唐婉儿靠着石壁,头歪在一边,那条受伤的腿直挺挺地伸着。
她早就撑不住了,刚才听柳素娘说话就是全凭一口气吊着,这会儿也彻底没了动静,跟着昏死过去。
石室里安静得吓人。
只有头顶长明灯的火苗在闪。
叶无忌把柳素娘轻轻放在地上,扯过破烂的布条盖在她肚子上。
他站起身,眼珠子通红。
鼻腔里喘出的气粗得跟风箱一样。
平时嬉皮笑脸的作派一扫而空。
那是真被逼急了的模样。
「独孤老匹夫。」
叶无忌咬着牙,一个字一个字地往外蹦。
「你弄这些花里胡哨的破烂机关,害老子的女人!」
「今天老子非把这地方砸个稀巴烂!」
叶无忌走到玄铁重剑旁边,弯下腰,一把握住剑柄。
这一握,他连犹豫都没犹豫半下。
体内原本因为饥饿而蛰伏的混沌之气,被他毫无保留地全部抽调出来。
丹田里传来一阵撕裂的痛苦。
那是内力枯竭的前兆。
他不顾这些。
他把腰间的木剑抽出来,用左手反手握住。
右手提着八十一斤的重剑。
他脑子里一片空白。
平时在灌县混日子丶收加盟费丶吃喝玩乐的画面全抛到九霄云外。
此刻他心里只有一个念头,把面前这块烂石头劈开!
「降龙十八掌有云,亢龙有悔,盈不可久。

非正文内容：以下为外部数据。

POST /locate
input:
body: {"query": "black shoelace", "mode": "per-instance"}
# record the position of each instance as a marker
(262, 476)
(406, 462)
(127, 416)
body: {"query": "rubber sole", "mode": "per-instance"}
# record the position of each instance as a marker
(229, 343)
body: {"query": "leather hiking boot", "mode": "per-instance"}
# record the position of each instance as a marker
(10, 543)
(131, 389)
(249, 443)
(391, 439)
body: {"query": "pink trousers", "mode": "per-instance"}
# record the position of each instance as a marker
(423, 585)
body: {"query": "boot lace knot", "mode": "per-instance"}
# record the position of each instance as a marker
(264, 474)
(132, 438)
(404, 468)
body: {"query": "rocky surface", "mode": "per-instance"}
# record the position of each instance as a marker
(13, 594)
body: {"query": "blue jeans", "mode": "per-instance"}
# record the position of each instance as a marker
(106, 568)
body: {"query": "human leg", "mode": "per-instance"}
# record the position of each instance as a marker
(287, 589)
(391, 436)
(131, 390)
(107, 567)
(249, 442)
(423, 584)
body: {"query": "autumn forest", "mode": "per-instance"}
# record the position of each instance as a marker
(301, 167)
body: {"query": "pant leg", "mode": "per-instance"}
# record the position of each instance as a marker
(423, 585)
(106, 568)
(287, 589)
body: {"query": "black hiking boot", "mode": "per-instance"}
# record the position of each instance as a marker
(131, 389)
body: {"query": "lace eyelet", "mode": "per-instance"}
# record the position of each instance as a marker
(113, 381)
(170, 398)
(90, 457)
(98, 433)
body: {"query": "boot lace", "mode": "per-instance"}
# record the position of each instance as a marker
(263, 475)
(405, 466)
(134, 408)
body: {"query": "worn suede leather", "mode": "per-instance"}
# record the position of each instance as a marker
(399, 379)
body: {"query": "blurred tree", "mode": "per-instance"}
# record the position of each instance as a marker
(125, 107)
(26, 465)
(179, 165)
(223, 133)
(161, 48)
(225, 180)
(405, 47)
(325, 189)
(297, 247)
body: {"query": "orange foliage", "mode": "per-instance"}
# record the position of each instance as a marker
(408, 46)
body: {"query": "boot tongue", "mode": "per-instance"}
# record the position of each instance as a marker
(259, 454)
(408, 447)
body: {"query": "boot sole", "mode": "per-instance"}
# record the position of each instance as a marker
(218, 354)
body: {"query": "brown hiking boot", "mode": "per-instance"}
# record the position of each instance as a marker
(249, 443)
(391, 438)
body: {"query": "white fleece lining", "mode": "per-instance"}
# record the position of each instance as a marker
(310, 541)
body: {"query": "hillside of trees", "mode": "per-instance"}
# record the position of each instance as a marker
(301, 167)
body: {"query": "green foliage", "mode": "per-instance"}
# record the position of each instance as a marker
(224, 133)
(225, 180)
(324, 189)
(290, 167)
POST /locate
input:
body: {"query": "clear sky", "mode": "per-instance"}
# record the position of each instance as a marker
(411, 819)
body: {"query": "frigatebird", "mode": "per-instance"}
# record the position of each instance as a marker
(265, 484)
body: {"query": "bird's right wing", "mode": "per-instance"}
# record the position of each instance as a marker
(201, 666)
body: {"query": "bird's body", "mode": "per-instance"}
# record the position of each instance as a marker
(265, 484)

」
叶无忌嘴里念叨着当年洪七公在襄阳城外教他的口诀。
这是力量到了极点后,留有一线余地,以柔克刚的法门。
叶无忌平时领悟不到这么深。
但在这绝境之下,人被逼到了死角,反倒灵光一闪,把各路武功融会贯通了。
他左手木剑向前一递,剑意精准地攀附在千斤闸石板上那些细微的纹理上。
木剑顺着石头的脉络,找到了一处极其脆弱的承力点。
那是千斤闸机括最核心的交汇处。
右手的玄铁重剑随着木剑的指引,高高举起。
混沌之气在剑锋上形成了一圈肉眼可见的灰色气流。
没有任何花哨的招式。
这只是庄稼汉劈柴的最简单的一个动作。
但这一剑,汇聚了先天功的中正丶九阴的阴柔丶九阳的刚猛。
全都被阴阳轮转功揉碎了,全数爆发。
「给老子破!」
叶无忌大吼出声。
重剑挟着风雷之势,狠狠砸在木剑点出的那个脆弱处。
一声震耳欲聋的巨响在地底传开。
整个地宫都在摇晃。
灰尘簌簌地从石室顶上落下来。
那面连玄铁重剑都只能砸掉一块皮的千斤闸,从受力点开始,蔓延出一条手指粗细的裂缝。
裂缝顺着石板纹理一路向上,发出令人牙酸的嘎吱声。
紧接着,内部的青铜滑轮和齿轮承受不住这股怪力,连续崩断。
轰隆巨响传出。
巨大的石板从中间一分为二,半边石板直接坍塌下来,砸在通道的石阶上,扬起漫天灰尘。
一股新鲜潮湿的泥土空气,顺着裂缝灌进了死气沉沉的石室。
通道通了。
门裂了。
叶无忌站在原地,手里还握着那把玄铁重剑。
他看着裂开的石门,咧开嘴想笑两声。
可笑容还没扯出来,身子却不受控制地晃了两下。
刚才那一剑,抽乾了他身上最后一点力气。
这几天水米未进,加上早前走火入魔被合欢散折腾,他的身体早就透支到了极限。
手一松,玄铁重剑当啷掉在地上,砸出点点火星。
木剑也滚落在青石板上。
叶无忌双腿发软,噗通一声单膝跪在地上。
他大口大口地喘气,眼前一阵阵发黑。
耳朵里全都是嗡嗡的叫声。
他想站起来,走过去把那两块烂石头扒拉开。
他想抱起柳素娘和唐婉儿走出这鬼地方。
可是腿上的肌肉抽搐得厉害,根本使不上半点劲。
他试着往前挪动膝盖,却扑倒在满是灰尘的地上。
「真他娘的操蛋。」
叶无忌满嘴是土,无力地骂了一句。
通道里的风吹在他脸上,他能闻到外面山林里的味道。
可这几步路的距离,现在却比登天还难。
饿。
真饿啊。
五脏六腑都在抗议,胃里泛酸水。
他的意识开始模糊。
难道门都劈开了,三个人还要整整齐齐地饿死在这门槛前面?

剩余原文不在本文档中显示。